Cada vez hay más bares de enrollados, comida étnica, cafés alternativos, sitios donde todo el mundo se parece y tiene la misma edad y hasta la misma ropa. Son una epidemia. Para acogerse a sagrado, aún quedan los tradicionales bares madrileños. Son todo lo contrario: reúnen a los que no acabarían juntos jamás en ningún otro lugar del planeta, personas que nada tienen que ver entre sí: el abogado del cuarto, el fontanero, la maruja ludópata, el yonqui sonámbulo, la pareja que no para con las manos bajo la ropa, el tipo que premedita un crimen o un soneto y esa mujer del fondo, la que podría arruinar mi vida en cuanto ella se lo propusiera.
Los enrollados, en cambio, van a bares para ver sólo a gente como ellos. Idénticos unos a otros en su originalidad creativa y en su necesidad de librarse de la mala conciencia. Es incomprensible: pero es así. Los demás nos alegramos de llegar al bar y ver gente que no se parezca en nada a nosotros. Qué alivio. Por fin. Qué oportunidad de ser otro. Cualquier otro.
Los bares tradicionales de Madrid son como la ciudad: promiscuos. Como nosotros.

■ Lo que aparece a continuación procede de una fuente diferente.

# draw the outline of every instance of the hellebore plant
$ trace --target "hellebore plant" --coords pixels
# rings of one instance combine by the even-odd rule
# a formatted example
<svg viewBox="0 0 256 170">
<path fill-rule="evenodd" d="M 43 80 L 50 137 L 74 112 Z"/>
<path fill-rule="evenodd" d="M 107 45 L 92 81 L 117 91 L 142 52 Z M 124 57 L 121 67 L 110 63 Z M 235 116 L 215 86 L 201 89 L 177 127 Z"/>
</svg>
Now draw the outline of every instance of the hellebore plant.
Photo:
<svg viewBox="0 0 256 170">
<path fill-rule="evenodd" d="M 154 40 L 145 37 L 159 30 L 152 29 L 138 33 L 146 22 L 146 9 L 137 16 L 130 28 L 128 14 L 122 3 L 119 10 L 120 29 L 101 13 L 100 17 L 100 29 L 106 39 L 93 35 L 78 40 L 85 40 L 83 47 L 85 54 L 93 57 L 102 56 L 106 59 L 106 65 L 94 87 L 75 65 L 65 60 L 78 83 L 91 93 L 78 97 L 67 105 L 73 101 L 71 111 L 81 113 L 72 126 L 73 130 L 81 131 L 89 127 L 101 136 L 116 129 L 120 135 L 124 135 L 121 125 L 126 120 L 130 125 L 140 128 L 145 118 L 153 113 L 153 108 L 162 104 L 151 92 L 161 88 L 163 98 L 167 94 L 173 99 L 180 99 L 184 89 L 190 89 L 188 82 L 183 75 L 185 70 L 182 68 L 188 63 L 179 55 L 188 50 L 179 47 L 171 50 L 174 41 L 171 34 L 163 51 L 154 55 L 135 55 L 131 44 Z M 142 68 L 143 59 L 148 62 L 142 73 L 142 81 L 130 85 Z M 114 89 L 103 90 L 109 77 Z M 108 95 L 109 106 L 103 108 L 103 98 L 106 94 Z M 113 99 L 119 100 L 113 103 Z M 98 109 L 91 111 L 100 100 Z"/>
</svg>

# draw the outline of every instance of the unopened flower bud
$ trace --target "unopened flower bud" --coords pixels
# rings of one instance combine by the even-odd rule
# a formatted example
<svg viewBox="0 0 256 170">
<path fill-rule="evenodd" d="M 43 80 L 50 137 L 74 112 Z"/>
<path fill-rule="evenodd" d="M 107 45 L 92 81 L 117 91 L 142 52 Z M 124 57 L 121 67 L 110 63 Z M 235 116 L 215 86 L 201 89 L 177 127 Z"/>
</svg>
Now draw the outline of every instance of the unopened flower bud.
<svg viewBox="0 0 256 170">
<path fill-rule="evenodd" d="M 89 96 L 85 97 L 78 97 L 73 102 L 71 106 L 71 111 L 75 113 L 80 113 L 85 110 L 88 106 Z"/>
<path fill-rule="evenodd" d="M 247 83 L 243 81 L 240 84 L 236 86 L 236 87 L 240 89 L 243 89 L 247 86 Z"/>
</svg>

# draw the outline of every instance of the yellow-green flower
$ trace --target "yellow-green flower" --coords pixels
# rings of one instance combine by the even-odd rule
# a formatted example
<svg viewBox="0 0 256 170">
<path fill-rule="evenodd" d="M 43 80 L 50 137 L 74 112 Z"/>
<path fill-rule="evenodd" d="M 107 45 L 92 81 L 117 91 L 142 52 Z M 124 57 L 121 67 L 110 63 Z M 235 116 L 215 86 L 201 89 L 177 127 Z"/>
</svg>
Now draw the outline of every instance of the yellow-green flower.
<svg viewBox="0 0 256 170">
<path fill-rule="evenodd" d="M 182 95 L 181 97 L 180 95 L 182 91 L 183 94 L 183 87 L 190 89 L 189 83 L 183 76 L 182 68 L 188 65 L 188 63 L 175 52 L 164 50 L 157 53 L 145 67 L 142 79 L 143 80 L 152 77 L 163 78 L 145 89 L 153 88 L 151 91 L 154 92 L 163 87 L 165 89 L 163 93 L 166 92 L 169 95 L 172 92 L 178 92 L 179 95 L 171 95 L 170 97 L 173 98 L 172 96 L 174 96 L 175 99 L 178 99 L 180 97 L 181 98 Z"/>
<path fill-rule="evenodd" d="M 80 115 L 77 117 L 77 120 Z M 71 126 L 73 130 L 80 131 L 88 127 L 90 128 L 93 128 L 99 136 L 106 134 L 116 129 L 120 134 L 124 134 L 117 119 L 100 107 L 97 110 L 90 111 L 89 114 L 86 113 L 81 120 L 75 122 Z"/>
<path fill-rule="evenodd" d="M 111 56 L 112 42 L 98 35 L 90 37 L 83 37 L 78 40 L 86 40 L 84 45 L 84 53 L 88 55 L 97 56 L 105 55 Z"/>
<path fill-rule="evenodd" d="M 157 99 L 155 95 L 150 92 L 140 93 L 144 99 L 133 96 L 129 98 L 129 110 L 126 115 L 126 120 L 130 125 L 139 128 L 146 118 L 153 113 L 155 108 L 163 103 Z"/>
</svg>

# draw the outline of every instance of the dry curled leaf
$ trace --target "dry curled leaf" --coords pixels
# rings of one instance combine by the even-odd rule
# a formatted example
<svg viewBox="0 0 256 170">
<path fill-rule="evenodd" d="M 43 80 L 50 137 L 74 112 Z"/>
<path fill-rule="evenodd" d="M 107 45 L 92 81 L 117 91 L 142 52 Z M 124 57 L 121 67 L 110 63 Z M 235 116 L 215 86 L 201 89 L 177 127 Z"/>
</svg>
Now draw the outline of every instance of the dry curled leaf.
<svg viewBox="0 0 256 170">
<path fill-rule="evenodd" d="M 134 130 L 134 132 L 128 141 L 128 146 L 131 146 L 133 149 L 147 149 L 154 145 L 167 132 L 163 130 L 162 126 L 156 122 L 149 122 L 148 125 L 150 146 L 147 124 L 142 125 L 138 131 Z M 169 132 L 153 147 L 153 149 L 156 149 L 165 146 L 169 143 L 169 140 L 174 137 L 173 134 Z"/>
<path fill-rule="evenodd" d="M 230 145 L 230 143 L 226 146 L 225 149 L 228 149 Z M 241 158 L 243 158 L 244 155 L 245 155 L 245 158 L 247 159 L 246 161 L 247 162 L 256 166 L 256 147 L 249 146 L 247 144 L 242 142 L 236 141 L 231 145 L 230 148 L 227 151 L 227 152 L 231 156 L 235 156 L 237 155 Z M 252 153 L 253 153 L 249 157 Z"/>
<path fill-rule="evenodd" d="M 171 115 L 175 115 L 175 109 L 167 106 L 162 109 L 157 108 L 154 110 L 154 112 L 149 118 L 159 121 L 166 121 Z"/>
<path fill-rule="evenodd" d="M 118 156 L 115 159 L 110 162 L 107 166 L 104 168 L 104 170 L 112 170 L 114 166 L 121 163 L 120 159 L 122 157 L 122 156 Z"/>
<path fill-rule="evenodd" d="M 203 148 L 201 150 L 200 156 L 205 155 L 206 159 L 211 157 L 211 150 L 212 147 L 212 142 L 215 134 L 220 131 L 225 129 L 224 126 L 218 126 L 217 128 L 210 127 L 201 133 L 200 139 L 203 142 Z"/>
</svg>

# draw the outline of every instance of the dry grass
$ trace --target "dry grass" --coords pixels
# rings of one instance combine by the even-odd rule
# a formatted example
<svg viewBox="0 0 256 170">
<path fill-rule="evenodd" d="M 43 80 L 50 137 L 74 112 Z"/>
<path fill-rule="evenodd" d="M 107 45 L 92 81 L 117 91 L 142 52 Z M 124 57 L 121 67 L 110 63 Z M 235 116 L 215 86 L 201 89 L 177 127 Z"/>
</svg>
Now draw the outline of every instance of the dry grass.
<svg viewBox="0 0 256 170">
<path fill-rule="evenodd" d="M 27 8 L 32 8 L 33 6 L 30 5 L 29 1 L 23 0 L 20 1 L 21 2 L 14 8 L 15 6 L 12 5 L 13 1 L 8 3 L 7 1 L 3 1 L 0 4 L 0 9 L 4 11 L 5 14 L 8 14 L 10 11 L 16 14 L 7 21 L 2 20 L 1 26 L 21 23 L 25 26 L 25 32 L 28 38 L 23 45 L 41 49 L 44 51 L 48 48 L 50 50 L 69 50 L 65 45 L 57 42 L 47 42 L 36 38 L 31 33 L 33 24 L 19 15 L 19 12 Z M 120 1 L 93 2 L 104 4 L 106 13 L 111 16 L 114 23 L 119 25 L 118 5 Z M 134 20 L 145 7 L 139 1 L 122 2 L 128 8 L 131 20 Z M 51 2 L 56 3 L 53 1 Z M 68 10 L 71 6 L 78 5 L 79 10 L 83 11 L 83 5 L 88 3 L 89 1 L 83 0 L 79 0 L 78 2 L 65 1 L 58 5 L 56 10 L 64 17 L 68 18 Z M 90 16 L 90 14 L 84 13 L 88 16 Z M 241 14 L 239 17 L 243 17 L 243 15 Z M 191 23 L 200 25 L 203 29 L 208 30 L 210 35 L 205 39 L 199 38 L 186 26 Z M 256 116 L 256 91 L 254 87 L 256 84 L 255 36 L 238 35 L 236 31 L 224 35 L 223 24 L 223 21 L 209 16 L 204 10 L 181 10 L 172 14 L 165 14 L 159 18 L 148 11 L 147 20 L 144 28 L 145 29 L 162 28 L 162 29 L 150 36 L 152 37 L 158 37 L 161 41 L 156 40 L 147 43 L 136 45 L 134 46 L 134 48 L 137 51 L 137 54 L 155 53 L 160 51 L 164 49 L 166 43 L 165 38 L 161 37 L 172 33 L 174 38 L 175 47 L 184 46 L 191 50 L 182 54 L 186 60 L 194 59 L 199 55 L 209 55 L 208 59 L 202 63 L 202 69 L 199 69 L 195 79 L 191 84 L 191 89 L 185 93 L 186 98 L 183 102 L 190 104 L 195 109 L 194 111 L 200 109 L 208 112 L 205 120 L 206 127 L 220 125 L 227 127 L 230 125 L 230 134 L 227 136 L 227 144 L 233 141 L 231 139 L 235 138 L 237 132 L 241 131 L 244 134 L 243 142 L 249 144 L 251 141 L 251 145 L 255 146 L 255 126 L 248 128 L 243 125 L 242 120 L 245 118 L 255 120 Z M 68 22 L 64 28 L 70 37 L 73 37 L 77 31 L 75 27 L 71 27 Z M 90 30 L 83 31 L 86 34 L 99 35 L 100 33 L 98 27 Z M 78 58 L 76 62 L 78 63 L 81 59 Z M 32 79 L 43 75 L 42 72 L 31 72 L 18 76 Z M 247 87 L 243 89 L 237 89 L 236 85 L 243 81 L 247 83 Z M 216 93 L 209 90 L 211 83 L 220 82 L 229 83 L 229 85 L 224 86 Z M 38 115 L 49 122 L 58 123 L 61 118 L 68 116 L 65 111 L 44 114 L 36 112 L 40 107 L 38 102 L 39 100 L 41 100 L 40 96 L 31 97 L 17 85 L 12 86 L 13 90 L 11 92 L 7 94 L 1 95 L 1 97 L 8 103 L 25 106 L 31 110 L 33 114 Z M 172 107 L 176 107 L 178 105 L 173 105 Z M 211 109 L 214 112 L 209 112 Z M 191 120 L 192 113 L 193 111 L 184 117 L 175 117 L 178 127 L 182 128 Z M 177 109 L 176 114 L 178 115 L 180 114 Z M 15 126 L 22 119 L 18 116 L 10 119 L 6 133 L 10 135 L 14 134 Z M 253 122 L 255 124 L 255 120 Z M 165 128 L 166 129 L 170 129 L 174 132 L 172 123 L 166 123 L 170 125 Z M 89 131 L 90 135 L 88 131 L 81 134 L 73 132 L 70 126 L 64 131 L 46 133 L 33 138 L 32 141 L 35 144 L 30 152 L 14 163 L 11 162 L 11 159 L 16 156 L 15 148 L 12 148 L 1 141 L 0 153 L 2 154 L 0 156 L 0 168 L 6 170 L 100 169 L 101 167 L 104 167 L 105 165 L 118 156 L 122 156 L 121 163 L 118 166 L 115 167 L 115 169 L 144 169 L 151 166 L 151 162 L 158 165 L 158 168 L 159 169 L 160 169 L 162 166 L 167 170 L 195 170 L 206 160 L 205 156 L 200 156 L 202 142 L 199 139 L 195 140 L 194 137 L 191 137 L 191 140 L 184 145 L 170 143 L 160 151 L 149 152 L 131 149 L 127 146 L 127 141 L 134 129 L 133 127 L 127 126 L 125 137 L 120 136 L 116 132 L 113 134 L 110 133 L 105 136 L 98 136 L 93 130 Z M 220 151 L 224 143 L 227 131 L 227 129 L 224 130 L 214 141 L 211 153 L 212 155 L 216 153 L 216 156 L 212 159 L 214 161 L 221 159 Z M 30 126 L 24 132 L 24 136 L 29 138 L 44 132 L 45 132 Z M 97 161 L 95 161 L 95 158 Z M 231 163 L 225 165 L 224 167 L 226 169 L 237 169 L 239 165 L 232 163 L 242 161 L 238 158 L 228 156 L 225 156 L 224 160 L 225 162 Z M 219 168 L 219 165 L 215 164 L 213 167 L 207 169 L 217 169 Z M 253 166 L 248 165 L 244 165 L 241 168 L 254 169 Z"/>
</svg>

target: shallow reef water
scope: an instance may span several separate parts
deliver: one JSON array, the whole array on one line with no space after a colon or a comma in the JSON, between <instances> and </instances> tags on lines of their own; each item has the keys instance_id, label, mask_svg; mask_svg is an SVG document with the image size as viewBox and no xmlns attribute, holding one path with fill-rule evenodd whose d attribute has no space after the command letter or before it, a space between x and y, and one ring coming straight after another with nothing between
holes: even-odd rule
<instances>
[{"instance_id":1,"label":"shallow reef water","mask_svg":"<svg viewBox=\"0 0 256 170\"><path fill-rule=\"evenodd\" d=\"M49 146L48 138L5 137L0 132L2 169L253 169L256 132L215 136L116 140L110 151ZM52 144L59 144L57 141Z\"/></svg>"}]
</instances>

Quedan miles todavía, por fortuna. Algunos buenos bares de mi barrio son: el Exprés de Ana y Pedro, en San Bernardo con Noviciado. El Cabreira, en Ruiz y, un poco más arriba, el legendario Andino, donde llevo bebiendo más de 30 años. El Compañeiro, en San Vicente Ferrer, Hay que volver mañana donde mi hija ha hecho la mayoría de los deberes. Las Bodegas Rivas, en Palma; el Okayama, en Carranza; el imprescindible Maracaná, en Olavide, con su parte de atrás, donde jugamos al ajedrez. Escribo en la barra, hablo con Pedro sobre la cuenca minera, leo la prensa, miro a las mujeres, me como todo lo que me pongan de tapa y pienso en mi vida en tercera persona, con indiferencia y sin melancolía. Nada conocido provoca más adhesión a la realidad.
En estos bares, a la hora del vermú, un relámpago de felicidad repentina sobrevuela la barra; aletea junto al grifo de cerveza, se eleva hacia el calendario de pared y sale en seguida por la ventana sin mirar atrás. No da tiempo a capturarlo. Por eso hay que pedir otra y volver al día siguiente.